Dr Ryan, director of the Chester Beatty Library and former keeper of Irish antiquities at the National Museum, confirmed to The Irish Times that he had read most of the documentation prepared for the pack and "made some comments on it".
Though he said alternative routes for the motorway should have been explored, Dr Ryan believes that the NRA's archaeologists "want to do things right and they should be encouraged to do that". He denied that the information pack was "propaganda".
The pack says that a more westerly route was not selected because it would "lie in full view" of the panorama from Tara encompassing the central plain of Ireland and pass very close to several large archaeological sites, such as Ringlestown Rath.
A route east of the Hill of Skryne was also seen as a "less viable option" because of its impact on local communities and remoteness relative to the existing N3. For that reason, it had been ruled out by Meath County Council's road engineers.
It points out that the 60-kilometre route of the M3 was "walked by archaeologists" when the environmental impact statement on the scheme was being prepared. Geophysical surveys had also been carried out to identify archaeological sites.
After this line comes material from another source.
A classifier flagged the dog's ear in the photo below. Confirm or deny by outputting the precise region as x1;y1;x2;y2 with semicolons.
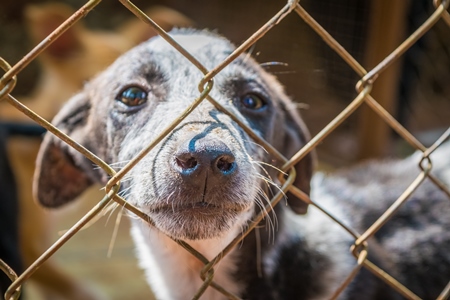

Aided by test-trenching, a total of 156 sites were identified along the route, of which 132 (approximately 85 per cent) are prehistoric, dating from 7000 BC to AD 400, five sites are early medieval (400 to AD1169), nine medieval and 11 post-medieval. According to the pack, "the most spectacular results to date are three large enclosure complexes revealed in plan by geophysical survey on the Dunshaughlin-Navan section", which is the most contentious stretch of the motorway.
The authors admit that the archaeological work carried out so far is "preliminary" and that "many details remain unclear at this stage". It has been estimated that the full cost of excavating sites along this section could be as high as €40 million.
"Clearly, the M3 . . . road scheme is not an archaeological research project", the information pack says. "The sites being investigated are not being chosen to answer particular research questions, nor are they a completely random sample".
But it adds that road schemes "have a tendency to highlight previously unidentified monument types, which are changing the face of Irish archaeology. The next phase of work on the M3 has enormous potential to contribute to archaeological research".
Altogether, including its slip roads, the €600 million motorway will consume 1,680 acres of land. It is intended to be built as a public-private project, and tolls will be charged for the privilege of using it.